Related: Ignoring Direct Social Web Signals in Search ResultsGoogle and Links (2012)Using Twitter Data to Improve Search Results

* CommentLuvDF – they dofollow blog-post-title-link (usually only after between 3 to 10 approved comments) but not author link

These blogs don’t work for me (or often don’t work but work sometimes). Either:

  • they don’t post my comments and don’t reply to my contact messages about why (if they decided to block them because they didn’t value the comment that would be fine, it is their blog – but most likely they have a spam filter that just trashes my comments) but do have some dofollow comments.
  • they removed links to author’s blog (and comment luv post link) from comments that were made. It is their right to do so. But the links removed were links to personal blogs and if they are removing those links they don’t really fit in a list of dofollow blogs.
  • or they delete (probably too aggressive spam filter but maybe manual action, there is no way to know) many comments without notice to the comment author.
  • 5.7 Adrienne Smith (MPA 49, MSS 2, CommentLuvDF)
  • 5.3 Sylvia Nenuccio (MPA 35, MSS 0, CommentLuvDF)
  • 5.2 Sherman Smith’s Blog (MPA 43, MSS 2, CommentLuvDF, popup)
  • 5.4 Power Affiliate Club (MPA 33, MSS 2, CommentLuvDF, popup)
  • New Site Spam Flags Score from Moz

    Moz continues to provide interesting tools and site measures. I only follow things as I find it interesting (not as a profession). I am not a SEO person and paying $100 a month (or much more) they charge for their tools isn’t worth it for my curiosity. But they make some things available for free and provide some interesting blog posts on what they find and about their tools.

    This new Spam Score analysis by Moz seems very interesting: Spam Score: Moz’s New Metric to Measure Penalization Risk. The idea is sensible, they are trying to determine the spam riskiness of a site based on the correlations they can draw from their web crawl data and Google search results. Moz can then see where sites are not ranking well when many factors would indicate they should rank and then draw a conclusion that Google has penalized certain sites (and not given sites with links from those sites credit or worse penalized sites with links from those sites).
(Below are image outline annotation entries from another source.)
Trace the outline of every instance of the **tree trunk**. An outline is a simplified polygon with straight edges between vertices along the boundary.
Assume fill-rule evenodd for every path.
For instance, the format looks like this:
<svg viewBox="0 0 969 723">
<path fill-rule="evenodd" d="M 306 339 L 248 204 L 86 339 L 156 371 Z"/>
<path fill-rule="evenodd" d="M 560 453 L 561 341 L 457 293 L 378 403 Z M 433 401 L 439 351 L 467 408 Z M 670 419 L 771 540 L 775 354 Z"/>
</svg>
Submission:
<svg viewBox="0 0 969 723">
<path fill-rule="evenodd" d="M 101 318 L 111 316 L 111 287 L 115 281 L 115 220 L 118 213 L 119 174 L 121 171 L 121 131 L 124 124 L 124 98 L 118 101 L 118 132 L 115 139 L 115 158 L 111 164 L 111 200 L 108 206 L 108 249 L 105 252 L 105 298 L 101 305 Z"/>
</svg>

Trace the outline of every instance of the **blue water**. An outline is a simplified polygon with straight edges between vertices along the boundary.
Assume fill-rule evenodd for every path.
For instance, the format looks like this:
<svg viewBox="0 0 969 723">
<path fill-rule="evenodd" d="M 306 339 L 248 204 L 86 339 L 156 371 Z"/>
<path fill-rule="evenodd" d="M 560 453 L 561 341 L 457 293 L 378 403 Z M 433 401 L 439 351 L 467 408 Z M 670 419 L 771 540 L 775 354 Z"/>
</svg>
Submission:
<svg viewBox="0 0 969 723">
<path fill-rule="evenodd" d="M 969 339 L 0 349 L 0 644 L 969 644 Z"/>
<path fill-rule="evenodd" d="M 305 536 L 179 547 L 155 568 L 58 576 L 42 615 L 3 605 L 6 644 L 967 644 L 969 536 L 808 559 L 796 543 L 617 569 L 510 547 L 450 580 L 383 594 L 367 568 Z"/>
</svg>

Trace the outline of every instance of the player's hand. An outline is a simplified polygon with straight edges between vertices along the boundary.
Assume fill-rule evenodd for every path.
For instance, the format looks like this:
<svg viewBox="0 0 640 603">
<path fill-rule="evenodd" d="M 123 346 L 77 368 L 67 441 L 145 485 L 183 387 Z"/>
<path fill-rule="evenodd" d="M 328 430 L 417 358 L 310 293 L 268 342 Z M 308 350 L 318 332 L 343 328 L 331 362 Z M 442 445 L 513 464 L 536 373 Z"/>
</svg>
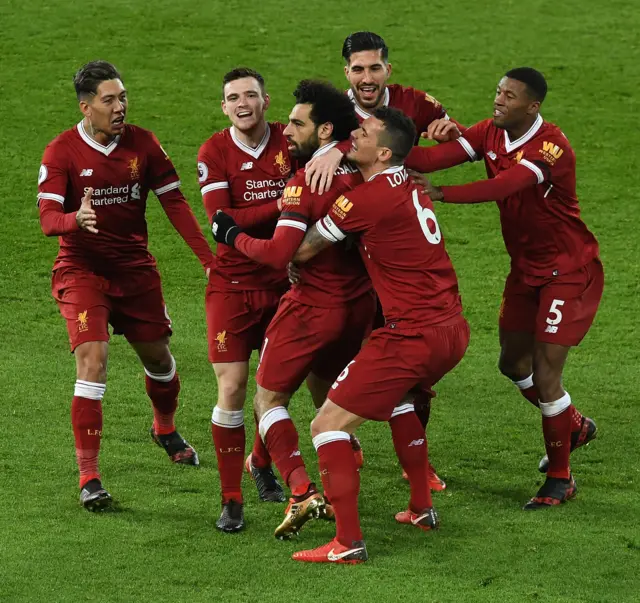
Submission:
<svg viewBox="0 0 640 603">
<path fill-rule="evenodd" d="M 293 262 L 289 262 L 287 266 L 287 274 L 289 276 L 289 282 L 292 285 L 297 285 L 300 282 L 300 268 Z"/>
<path fill-rule="evenodd" d="M 218 210 L 218 213 L 213 216 L 211 221 L 211 233 L 216 243 L 224 243 L 233 247 L 236 237 L 241 233 L 240 227 L 236 224 L 236 221 L 223 211 Z"/>
<path fill-rule="evenodd" d="M 423 193 L 429 195 L 432 201 L 442 201 L 444 195 L 442 194 L 442 190 L 440 190 L 439 186 L 431 184 L 429 179 L 420 172 L 414 172 L 413 170 L 408 170 L 408 172 L 414 184 L 416 184 L 418 188 L 421 188 Z"/>
<path fill-rule="evenodd" d="M 429 124 L 426 132 L 422 133 L 423 138 L 435 140 L 436 142 L 449 142 L 457 140 L 462 136 L 458 126 L 450 119 L 435 119 Z"/>
<path fill-rule="evenodd" d="M 333 182 L 333 175 L 336 173 L 342 158 L 342 152 L 333 148 L 307 163 L 304 171 L 304 181 L 310 187 L 312 193 L 317 190 L 318 194 L 321 195 L 329 190 Z"/>
<path fill-rule="evenodd" d="M 76 212 L 76 223 L 81 230 L 86 230 L 91 234 L 98 234 L 98 229 L 96 228 L 98 216 L 91 205 L 92 195 L 93 189 L 87 189 L 82 201 L 80 201 L 80 209 Z"/>
</svg>

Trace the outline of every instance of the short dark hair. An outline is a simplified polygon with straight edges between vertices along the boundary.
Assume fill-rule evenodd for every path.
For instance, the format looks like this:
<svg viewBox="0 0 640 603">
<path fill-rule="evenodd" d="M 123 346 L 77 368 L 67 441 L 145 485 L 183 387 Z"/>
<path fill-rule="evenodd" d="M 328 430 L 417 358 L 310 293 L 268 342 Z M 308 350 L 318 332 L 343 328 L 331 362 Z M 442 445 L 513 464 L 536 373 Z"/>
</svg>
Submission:
<svg viewBox="0 0 640 603">
<path fill-rule="evenodd" d="M 250 67 L 236 67 L 228 73 L 225 73 L 222 78 L 222 97 L 224 98 L 224 87 L 229 82 L 241 80 L 245 77 L 252 77 L 254 80 L 256 80 L 258 84 L 260 84 L 260 90 L 262 90 L 262 94 L 264 94 L 264 78 L 255 69 L 251 69 Z"/>
<path fill-rule="evenodd" d="M 534 100 L 542 102 L 547 96 L 547 80 L 533 67 L 516 67 L 507 71 L 505 76 L 526 84 L 529 96 Z"/>
<path fill-rule="evenodd" d="M 389 58 L 389 49 L 384 40 L 371 31 L 352 33 L 346 37 L 342 44 L 342 56 L 347 63 L 351 60 L 351 55 L 354 52 L 362 52 L 363 50 L 379 50 L 384 61 Z"/>
<path fill-rule="evenodd" d="M 391 149 L 391 162 L 394 165 L 401 164 L 416 139 L 413 120 L 393 107 L 380 107 L 373 112 L 373 116 L 384 124 L 381 142 Z"/>
<path fill-rule="evenodd" d="M 316 126 L 333 124 L 334 140 L 347 140 L 359 127 L 351 99 L 333 84 L 320 80 L 302 80 L 294 90 L 298 104 L 311 105 L 309 116 Z"/>
<path fill-rule="evenodd" d="M 86 96 L 93 96 L 98 86 L 107 80 L 121 80 L 120 73 L 114 65 L 107 61 L 91 61 L 83 65 L 73 76 L 73 85 L 78 100 Z"/>
</svg>

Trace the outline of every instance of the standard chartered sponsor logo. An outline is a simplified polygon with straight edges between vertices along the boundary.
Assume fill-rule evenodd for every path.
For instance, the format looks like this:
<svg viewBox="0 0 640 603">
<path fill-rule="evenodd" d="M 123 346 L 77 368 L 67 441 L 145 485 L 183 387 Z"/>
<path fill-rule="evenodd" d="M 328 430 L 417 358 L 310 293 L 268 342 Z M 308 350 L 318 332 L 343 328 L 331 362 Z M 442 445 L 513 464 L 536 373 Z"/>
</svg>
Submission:
<svg viewBox="0 0 640 603">
<path fill-rule="evenodd" d="M 277 199 L 282 195 L 286 181 L 279 180 L 247 180 L 247 190 L 242 198 L 245 201 L 259 201 L 262 199 Z"/>
<path fill-rule="evenodd" d="M 138 186 L 137 183 L 134 184 L 134 188 Z M 89 187 L 86 186 L 84 188 L 84 192 L 86 193 L 89 190 Z M 120 203 L 128 203 L 130 198 L 139 199 L 140 196 L 136 197 L 133 193 L 131 187 L 128 184 L 124 186 L 107 186 L 105 188 L 94 188 L 93 196 L 92 196 L 92 205 L 116 205 Z M 136 188 L 137 192 L 137 188 Z M 131 194 L 131 195 L 130 195 Z"/>
</svg>

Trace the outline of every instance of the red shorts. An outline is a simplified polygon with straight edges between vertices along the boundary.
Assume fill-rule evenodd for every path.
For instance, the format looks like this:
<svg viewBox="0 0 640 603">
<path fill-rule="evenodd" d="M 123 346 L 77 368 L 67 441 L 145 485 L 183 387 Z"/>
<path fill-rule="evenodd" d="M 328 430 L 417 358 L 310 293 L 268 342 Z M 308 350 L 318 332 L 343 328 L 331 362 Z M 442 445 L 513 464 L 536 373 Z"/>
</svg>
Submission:
<svg viewBox="0 0 640 603">
<path fill-rule="evenodd" d="M 216 291 L 207 287 L 209 362 L 247 362 L 262 347 L 264 332 L 283 291 Z"/>
<path fill-rule="evenodd" d="M 337 308 L 316 308 L 285 295 L 265 335 L 256 382 L 293 393 L 310 372 L 332 382 L 371 333 L 376 301 L 366 293 Z"/>
<path fill-rule="evenodd" d="M 598 258 L 555 277 L 512 270 L 507 277 L 500 328 L 534 333 L 537 341 L 578 345 L 587 334 L 602 298 L 604 271 Z"/>
<path fill-rule="evenodd" d="M 84 268 L 58 268 L 51 291 L 67 321 L 71 351 L 88 341 L 109 341 L 109 324 L 115 335 L 132 342 L 171 335 L 160 274 L 153 267 L 109 279 Z"/>
<path fill-rule="evenodd" d="M 468 344 L 462 317 L 422 329 L 377 329 L 331 386 L 329 399 L 359 417 L 388 421 L 409 390 L 431 389 L 460 362 Z"/>
</svg>

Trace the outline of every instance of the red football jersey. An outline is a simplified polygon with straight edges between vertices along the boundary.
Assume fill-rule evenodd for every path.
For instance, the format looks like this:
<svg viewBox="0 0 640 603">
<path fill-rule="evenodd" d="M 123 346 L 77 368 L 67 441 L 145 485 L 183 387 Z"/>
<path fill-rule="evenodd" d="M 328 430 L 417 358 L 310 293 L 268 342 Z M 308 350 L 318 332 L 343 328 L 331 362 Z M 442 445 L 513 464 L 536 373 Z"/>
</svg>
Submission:
<svg viewBox="0 0 640 603">
<path fill-rule="evenodd" d="M 484 159 L 489 178 L 519 163 L 537 184 L 498 201 L 502 235 L 515 267 L 532 276 L 573 272 L 598 255 L 598 242 L 580 218 L 576 156 L 560 128 L 541 116 L 518 140 L 487 119 L 458 142 Z"/>
<path fill-rule="evenodd" d="M 49 143 L 38 177 L 38 199 L 57 201 L 65 213 L 75 213 L 90 187 L 99 232 L 77 230 L 60 236 L 54 269 L 80 266 L 109 274 L 155 266 L 147 249 L 147 196 L 150 190 L 162 195 L 177 189 L 180 180 L 154 134 L 127 124 L 122 135 L 103 146 L 80 122 Z"/>
<path fill-rule="evenodd" d="M 211 136 L 198 153 L 198 180 L 203 197 L 214 191 L 227 191 L 233 208 L 277 201 L 291 175 L 283 130 L 282 124 L 269 123 L 255 149 L 238 139 L 233 126 Z M 256 239 L 270 239 L 276 220 L 277 215 L 243 231 Z M 271 289 L 287 283 L 284 271 L 258 264 L 226 245 L 218 245 L 209 279 L 219 290 Z"/>
<path fill-rule="evenodd" d="M 320 155 L 335 145 L 322 147 Z M 327 214 L 341 195 L 362 183 L 360 172 L 343 162 L 337 169 L 331 188 L 322 195 L 312 194 L 305 184 L 304 170 L 298 170 L 287 183 L 282 198 L 282 214 L 278 228 L 297 228 L 306 231 Z M 300 282 L 287 293 L 289 297 L 308 306 L 334 308 L 354 300 L 372 288 L 371 280 L 355 245 L 344 241 L 332 245 L 308 262 L 300 265 Z"/>
<path fill-rule="evenodd" d="M 353 101 L 356 109 L 358 121 L 362 123 L 371 114 L 360 107 L 355 100 L 353 90 L 349 89 L 347 94 Z M 416 90 L 409 86 L 400 86 L 400 84 L 391 84 L 384 91 L 383 105 L 385 107 L 393 107 L 400 109 L 405 115 L 413 120 L 418 132 L 418 139 L 422 132 L 426 132 L 429 124 L 436 119 L 449 119 L 444 107 L 426 92 Z"/>
<path fill-rule="evenodd" d="M 403 166 L 341 196 L 317 228 L 332 242 L 360 235 L 358 245 L 387 323 L 415 328 L 462 312 L 458 279 L 431 199 Z"/>
</svg>

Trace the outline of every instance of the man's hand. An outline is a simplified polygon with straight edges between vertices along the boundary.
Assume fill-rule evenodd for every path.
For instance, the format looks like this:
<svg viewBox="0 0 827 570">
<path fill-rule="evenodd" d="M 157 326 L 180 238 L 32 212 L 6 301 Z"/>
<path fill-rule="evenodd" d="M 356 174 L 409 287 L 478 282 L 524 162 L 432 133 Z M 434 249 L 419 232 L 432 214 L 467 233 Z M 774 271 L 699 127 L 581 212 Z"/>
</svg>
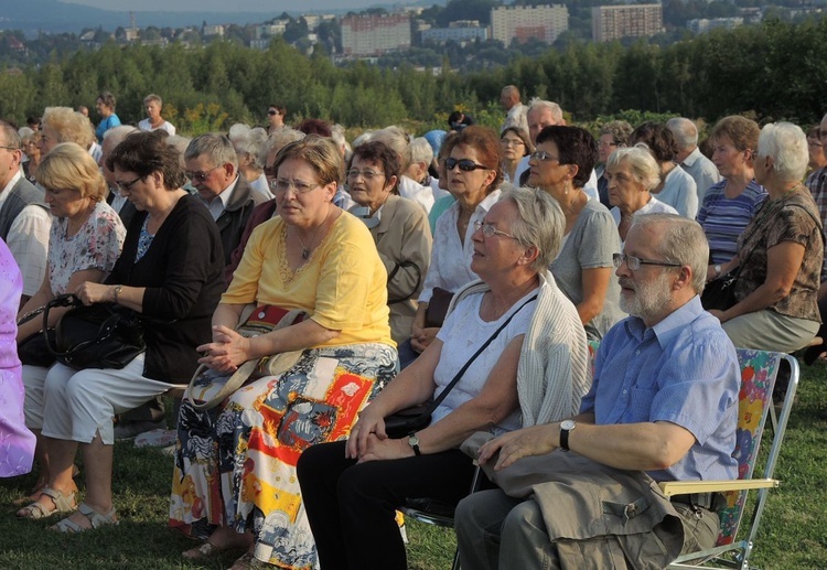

    This seems like a really good idea. The found 17 flags that are correlated with spam hits to the site. And when sites trip more and more of those flags the likelihood of Google classifying those sites as spam rise. When a site has 0 spam flags Moz calculates a .5% chance of the site showing up in Google search results (or not showing more likely) in a way that indicates Google sees the site as spam. 4 spam flags equals a 7.5% chance of being a “spam site.” A site with 6 spam flags has at 16% chance of being spam, 7 flags means a 31% chance, 8 is a 57% chance, 9 a 72% chance and 14 a 100% chance.

    A screen shot of Moz's spam flags report

    Screen shot of Moz’s Spam Flag report.

    In their post Moz says that tripped spam flags are not meant to be an indication of something that needs to be fixed (after all the flags are just correlation, not causation – “fixing them” may do nothing for search results). That may be true but if sites are showing a 5-yellow for spaminess it is highly likely lots of people are going to want to reduce this scary looking feedback about their site.

    It may well be changing to avoid the flag by adding twitter buttons and making whatever tweaks to get rid of several more flags is what is likely to happen.
    My guess is a spaminess rating that wasn’t just x/17 but a factor of how many of 17 tripped plus an understanding of how important that was (I would imagine including which interactions of spam flag were more critical…).

    I would be surprised if there isn’t a big difference in a certain 3 flags being tripped versus 3 other flags being tripped (plus say 4 other random flags). That is to say, even with Moz’s limited ability to know what Google is directly reacting to versus correlations you can observe. I would imagine this could big improved into a 100 point (or whatever) system that gave a much more valuable spam site insight than just treating each flag as equally important (and ignoring especially deadly interactions between flags – which flags when they are tripped together cause the likely spam hit to be seen in google results.